Trading at UK hotels is not expected to return to pre-pandemic levels by the end of 2022 despite encouraging signs for hoteliers.

UK hotel trading performance is set to improve next year as demand continues to return after Covid caused the most volatile trading period, according to research from PwC.

The forecast for occupancy rates by the end of 2022 is between 70% and 90% of pre-pandemic levels in London.

In the regions, the forecast is higher at between 87% and 96% of pre-pandemic levels.

The speed of recovery will be the major issue in 2022, but will be driven by factors outside of the sectors’ control – the pace and size of the return of tourism, international and domestic business and events.

In an encouraging sign for hoteliers, 63% of people surveyed said they plan to take either more or the same number of holidays in 2022, according to PwC’s UK Hotels Forecast 2021-2022 analysis. More than a third (37%) still plan to holiday within the UK next year.

However, a difficult start to next year is widely expected, with the end of the majority of government financial support and rent and tax bills due.

Managing cash flow and operations will be critical to ensure success for hotels across the UK.

Rising payroll cost pressures are likely to continue into 2022 as labour shortages in hotels are at a critical level, leading to an above inflation increase in wage rates as hoteliers struggle to retain and attract staff.

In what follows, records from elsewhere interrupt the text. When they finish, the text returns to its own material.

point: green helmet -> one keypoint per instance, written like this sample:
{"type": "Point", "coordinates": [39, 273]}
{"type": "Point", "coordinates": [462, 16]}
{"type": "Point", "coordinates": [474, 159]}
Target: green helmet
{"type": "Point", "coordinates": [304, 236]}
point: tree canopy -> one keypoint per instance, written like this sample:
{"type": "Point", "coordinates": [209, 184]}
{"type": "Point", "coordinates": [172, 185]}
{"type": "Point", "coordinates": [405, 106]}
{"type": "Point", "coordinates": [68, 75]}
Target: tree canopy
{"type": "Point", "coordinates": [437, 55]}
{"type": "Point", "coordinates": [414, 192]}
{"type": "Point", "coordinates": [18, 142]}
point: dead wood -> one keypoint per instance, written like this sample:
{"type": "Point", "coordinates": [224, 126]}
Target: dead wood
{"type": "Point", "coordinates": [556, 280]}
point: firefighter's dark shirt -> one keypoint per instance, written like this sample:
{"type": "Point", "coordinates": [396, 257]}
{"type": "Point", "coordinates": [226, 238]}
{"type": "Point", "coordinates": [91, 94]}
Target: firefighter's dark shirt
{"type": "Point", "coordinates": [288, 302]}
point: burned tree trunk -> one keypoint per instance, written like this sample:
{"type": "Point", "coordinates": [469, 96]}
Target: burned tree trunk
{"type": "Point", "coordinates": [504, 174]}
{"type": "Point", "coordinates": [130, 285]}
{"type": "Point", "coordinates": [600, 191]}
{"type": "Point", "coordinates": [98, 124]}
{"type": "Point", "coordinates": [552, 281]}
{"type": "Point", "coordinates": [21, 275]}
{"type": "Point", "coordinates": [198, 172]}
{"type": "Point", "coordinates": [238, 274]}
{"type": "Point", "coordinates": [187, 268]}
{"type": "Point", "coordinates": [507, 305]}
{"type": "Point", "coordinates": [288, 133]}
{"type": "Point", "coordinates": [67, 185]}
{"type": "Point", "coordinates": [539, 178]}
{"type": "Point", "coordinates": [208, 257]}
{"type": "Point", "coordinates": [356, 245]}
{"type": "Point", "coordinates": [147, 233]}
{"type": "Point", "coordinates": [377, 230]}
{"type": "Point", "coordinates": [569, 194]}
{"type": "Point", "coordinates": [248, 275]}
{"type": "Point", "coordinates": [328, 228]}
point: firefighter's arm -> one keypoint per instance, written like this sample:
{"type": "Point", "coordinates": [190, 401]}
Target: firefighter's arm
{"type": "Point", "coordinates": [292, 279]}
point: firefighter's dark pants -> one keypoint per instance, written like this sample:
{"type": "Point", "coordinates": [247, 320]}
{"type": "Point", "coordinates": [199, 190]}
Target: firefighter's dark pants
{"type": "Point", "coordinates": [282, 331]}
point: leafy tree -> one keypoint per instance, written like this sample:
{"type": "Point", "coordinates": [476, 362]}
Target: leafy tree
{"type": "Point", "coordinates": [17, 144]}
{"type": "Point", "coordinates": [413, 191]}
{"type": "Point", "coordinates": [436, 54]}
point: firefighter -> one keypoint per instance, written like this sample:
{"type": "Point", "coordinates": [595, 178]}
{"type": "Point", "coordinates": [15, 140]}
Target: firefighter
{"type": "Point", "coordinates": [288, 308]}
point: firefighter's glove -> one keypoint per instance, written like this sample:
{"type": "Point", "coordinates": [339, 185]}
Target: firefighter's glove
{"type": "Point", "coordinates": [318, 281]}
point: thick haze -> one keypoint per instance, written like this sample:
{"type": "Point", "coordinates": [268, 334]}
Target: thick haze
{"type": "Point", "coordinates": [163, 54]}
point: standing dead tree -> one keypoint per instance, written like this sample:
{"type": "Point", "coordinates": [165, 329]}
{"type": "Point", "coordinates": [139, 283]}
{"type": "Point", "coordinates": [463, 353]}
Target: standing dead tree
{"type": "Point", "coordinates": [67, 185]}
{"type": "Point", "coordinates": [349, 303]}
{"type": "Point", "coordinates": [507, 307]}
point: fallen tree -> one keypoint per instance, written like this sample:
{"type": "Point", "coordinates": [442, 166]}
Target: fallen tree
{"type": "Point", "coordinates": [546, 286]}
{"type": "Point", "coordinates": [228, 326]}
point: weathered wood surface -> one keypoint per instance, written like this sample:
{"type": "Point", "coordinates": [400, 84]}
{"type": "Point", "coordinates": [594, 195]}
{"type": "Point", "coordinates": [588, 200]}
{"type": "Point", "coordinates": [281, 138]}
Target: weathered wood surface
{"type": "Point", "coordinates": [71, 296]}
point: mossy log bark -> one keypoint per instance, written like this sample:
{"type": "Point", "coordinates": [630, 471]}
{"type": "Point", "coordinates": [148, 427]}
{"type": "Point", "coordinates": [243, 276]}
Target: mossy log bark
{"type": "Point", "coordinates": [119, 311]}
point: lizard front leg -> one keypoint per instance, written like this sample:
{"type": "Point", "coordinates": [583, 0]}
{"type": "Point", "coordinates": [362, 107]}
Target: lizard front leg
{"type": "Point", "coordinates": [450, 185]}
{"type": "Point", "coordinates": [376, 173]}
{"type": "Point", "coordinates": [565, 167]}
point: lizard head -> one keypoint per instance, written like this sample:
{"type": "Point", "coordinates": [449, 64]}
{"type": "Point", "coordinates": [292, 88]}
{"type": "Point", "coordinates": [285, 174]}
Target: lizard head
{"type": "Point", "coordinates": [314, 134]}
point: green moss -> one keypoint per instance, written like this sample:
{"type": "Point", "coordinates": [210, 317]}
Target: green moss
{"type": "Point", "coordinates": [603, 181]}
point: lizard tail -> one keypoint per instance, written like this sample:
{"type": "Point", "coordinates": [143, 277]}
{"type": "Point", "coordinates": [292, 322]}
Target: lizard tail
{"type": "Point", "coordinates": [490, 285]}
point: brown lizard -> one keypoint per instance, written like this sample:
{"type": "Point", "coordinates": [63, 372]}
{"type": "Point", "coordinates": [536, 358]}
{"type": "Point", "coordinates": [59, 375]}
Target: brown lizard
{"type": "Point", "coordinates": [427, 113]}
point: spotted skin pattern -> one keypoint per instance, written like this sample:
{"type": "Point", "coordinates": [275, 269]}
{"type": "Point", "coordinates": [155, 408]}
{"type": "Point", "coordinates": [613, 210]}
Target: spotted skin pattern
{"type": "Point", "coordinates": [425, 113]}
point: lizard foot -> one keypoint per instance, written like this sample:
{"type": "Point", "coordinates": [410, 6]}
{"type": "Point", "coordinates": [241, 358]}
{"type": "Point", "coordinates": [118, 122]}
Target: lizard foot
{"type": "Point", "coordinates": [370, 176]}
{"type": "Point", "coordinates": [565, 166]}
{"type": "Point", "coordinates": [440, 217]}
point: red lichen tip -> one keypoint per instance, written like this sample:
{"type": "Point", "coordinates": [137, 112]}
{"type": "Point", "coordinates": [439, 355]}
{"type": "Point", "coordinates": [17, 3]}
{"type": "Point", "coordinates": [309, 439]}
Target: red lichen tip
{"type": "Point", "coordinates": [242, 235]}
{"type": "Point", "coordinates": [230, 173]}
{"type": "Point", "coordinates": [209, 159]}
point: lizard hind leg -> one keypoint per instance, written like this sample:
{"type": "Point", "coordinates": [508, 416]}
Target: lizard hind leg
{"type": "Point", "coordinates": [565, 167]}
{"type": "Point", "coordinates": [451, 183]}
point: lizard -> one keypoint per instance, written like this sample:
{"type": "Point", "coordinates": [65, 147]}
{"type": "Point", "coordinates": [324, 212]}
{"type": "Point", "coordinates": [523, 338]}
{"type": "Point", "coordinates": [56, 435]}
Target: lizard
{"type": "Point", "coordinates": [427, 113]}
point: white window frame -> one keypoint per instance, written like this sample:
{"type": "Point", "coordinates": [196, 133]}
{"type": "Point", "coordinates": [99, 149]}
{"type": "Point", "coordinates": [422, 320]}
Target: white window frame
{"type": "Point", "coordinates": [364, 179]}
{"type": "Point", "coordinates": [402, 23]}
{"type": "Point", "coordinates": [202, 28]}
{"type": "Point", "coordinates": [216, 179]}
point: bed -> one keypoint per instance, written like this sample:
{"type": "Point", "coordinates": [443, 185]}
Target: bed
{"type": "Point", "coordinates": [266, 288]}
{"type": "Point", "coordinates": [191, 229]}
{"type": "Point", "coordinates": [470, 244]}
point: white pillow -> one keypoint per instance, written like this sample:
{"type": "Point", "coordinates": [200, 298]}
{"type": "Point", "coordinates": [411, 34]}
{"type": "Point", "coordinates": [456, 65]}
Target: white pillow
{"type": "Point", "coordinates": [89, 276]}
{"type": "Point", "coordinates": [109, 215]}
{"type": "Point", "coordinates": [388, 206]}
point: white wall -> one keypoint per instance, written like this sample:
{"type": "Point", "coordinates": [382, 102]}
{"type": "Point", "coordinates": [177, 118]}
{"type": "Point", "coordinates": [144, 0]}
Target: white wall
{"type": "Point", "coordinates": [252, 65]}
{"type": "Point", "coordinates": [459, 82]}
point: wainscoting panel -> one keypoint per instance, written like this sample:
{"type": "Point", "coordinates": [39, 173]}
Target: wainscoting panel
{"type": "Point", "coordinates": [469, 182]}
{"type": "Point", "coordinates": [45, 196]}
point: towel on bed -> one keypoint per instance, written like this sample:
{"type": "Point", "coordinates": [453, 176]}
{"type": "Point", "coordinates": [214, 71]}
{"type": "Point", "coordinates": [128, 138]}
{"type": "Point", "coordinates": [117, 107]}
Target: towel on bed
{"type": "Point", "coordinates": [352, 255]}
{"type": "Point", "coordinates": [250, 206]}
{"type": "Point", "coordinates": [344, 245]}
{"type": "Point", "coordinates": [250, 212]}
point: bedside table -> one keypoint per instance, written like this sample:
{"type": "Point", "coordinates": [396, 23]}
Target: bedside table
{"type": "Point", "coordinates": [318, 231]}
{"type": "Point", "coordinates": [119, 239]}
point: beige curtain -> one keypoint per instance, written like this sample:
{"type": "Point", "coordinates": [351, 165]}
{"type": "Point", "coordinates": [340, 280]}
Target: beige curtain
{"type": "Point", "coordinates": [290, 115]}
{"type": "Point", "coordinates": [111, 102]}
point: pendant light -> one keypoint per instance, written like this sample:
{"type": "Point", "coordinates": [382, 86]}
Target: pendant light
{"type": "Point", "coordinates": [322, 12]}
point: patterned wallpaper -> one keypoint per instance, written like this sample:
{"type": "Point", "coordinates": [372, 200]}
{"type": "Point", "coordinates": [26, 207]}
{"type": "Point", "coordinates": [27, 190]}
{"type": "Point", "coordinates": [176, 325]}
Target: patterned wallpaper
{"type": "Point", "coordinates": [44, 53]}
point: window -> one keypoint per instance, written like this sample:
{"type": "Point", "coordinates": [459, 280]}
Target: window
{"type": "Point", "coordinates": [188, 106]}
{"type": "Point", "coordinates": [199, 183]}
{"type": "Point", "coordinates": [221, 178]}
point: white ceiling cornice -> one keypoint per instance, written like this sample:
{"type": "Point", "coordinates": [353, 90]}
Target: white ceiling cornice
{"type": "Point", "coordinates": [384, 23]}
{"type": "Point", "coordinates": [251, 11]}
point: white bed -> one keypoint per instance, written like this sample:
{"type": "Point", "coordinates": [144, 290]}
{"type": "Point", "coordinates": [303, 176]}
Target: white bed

PwC UK hotels leader Sam Ward said: “In what could be described as a perfect storm, a raft of operational cost increases coincide with the increase in the rate of VAT next April.

“The ability for hoteliers to endure these costs and preserve profitability, will present a challenge in markets where demand is weaker and more hotel rooms are available.

“Many businesses have publicly stated their ambitions to cut business travel even as restrictions are lifted. Hotels that previously focussed on the business market should think about how to capture domestic tourism, looking at this as a real opportunity and, as it returns, the international tourism market.”

London is projected to a moderate recovery with global tourism and air travel passenger numbers returning to two thirds of pre-pandemic levels and the successful vaccine rollout continuing to aid a gradual reduction in all restrictions and without further lockdowns.

The average daily rate (ADR) will recover to £112.26 in 2022, an increase of £27.78 over this year. This should drive an overall revenue per available room (revpar) of £63.69 in 2022.

Luxury hotels in the capital have seen occupancy as low as 18% so far this year, with an absence of high-spend tourists from the US and the Middle East.

Mid and budget range of hotels have fared best from domestic tourism demand.

As many businesses operate with hybrid working models for staff in the months ahead, demand will likely be subdued across both London and the regions for domestic business stays.

UK regions have seen mixed fortunes throughout the pandemic. Staycations have provided a significant boost for coastal and holiday destinations, with occupancy and ADR in August 2021 “significantly outperforming” the same peak summer month in 2019, but some cities and non-tourism destinations are still experiencing dampened demand.

Next summer may again see difficult trading conditions if international travel is back on and pent-up demand for guaranteed sun is released.

On balance, it is expected overall staycation demand to be similar to this summer’s levels but be more evenly spread throughout the year.

High occupancy rates will help regional hoteliers raise their ADR and a moderate recovery could see it reach £67.05  in 2022, up from £61.59 this year. Revpar could also rise to £42.36 in the regions.

The viability of large scale events, conferences and meetings with long planning cycles means the events market may take further time to recover, especially if uncertainty persists around potential restrictions.

Ward added: “The hotel sector recovery has a long way to go. The speed of recovery in the capital is likely to be dependent on international tourism and the speed at which business travel returns as markets lift their own restrictions on citizens travelling to the UK.

“Hotels must continue to innovate and adapt to the markets available to them.

“Recovery will not be easy or straightforward, but with the right planning and strategy, hotels across the UK can look forward to significantly better trading over the next 12 months.”